With the growing number of large-language models and a multi-modal approach to training, DeepMind has released a multi-modal, multi-tasking, multi-embodiment generalist policy called Gato. The sole generalist agent was trained using data from a variety of tasks and modalities in a way that the same network with the same weights can do everything from playing Atari, writing captions for images, chatting and using a robot arm to stack blocks to navigating in simulated 3D environments. DeepMind has also released a paper titled, ‘A Generalist Agent,’ which described the training process and the model’s capabilities.
Source: DeepMind research paper
Similar to the training process followed with large language models, the training data is serialised into a flat sequence of tokens, made into batches, and processed by a transformer neural network. The basic tenet that Gato followed was to train using the widest range of data possible, including modalities like images, text, button presses, joint torques and other actions based on the context.
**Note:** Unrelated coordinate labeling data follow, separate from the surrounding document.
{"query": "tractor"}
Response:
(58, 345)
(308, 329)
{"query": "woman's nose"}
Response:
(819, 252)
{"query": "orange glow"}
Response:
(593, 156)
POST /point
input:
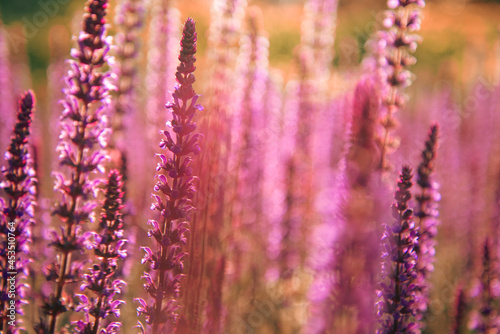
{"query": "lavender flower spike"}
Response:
(16, 217)
(84, 127)
(396, 307)
(394, 50)
(108, 250)
(485, 318)
(175, 186)
(427, 214)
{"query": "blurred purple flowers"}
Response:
(393, 49)
(176, 189)
(107, 246)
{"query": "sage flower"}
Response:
(16, 216)
(173, 195)
(84, 130)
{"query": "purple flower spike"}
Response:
(485, 318)
(427, 217)
(108, 249)
(83, 123)
(16, 218)
(398, 301)
(176, 187)
(393, 49)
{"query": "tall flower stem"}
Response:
(427, 216)
(398, 300)
(83, 127)
(108, 250)
(395, 45)
(176, 184)
(17, 212)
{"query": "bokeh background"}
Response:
(460, 49)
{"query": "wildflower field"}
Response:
(234, 166)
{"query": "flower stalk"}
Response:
(108, 249)
(174, 191)
(16, 216)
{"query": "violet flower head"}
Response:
(16, 216)
(84, 128)
(173, 195)
(393, 49)
(427, 216)
(398, 300)
(108, 249)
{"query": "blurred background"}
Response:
(460, 49)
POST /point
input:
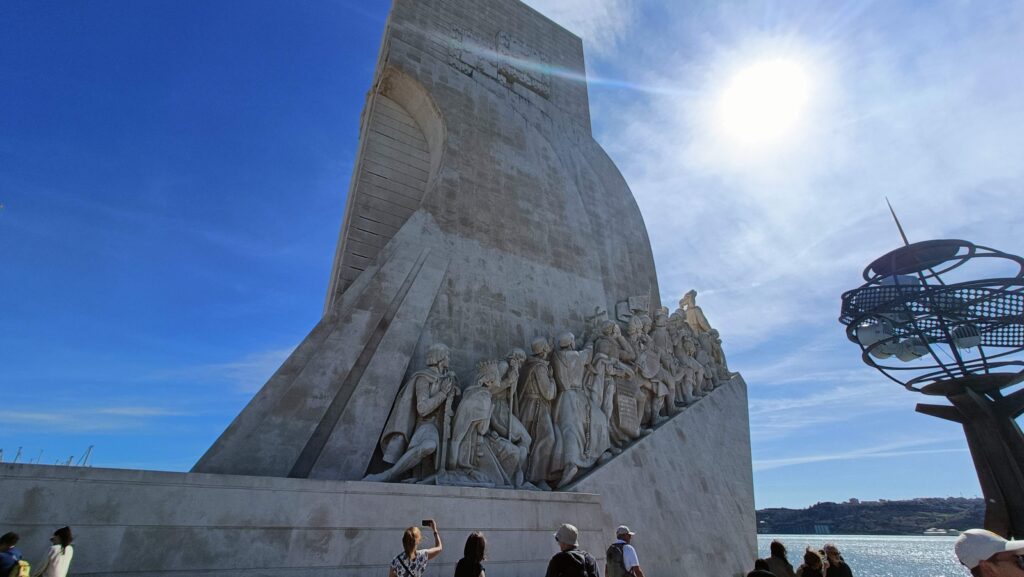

During the deployment stage, a prompt is tokenised, forming the initial sequence, after which the environment sends the first observation, which is, in turn, tokenised and added to the sequence. The model then samples an action vector autoregressively, one token after another.
Source: DeepMind research paper
The model demonstrated that transformer sequence models work better as multi-tasking policies for real-world scenarios and vision and robotic tasks. Gato shows the potential to take the first step to learn new tasks via prompting instead of training a model from scratch.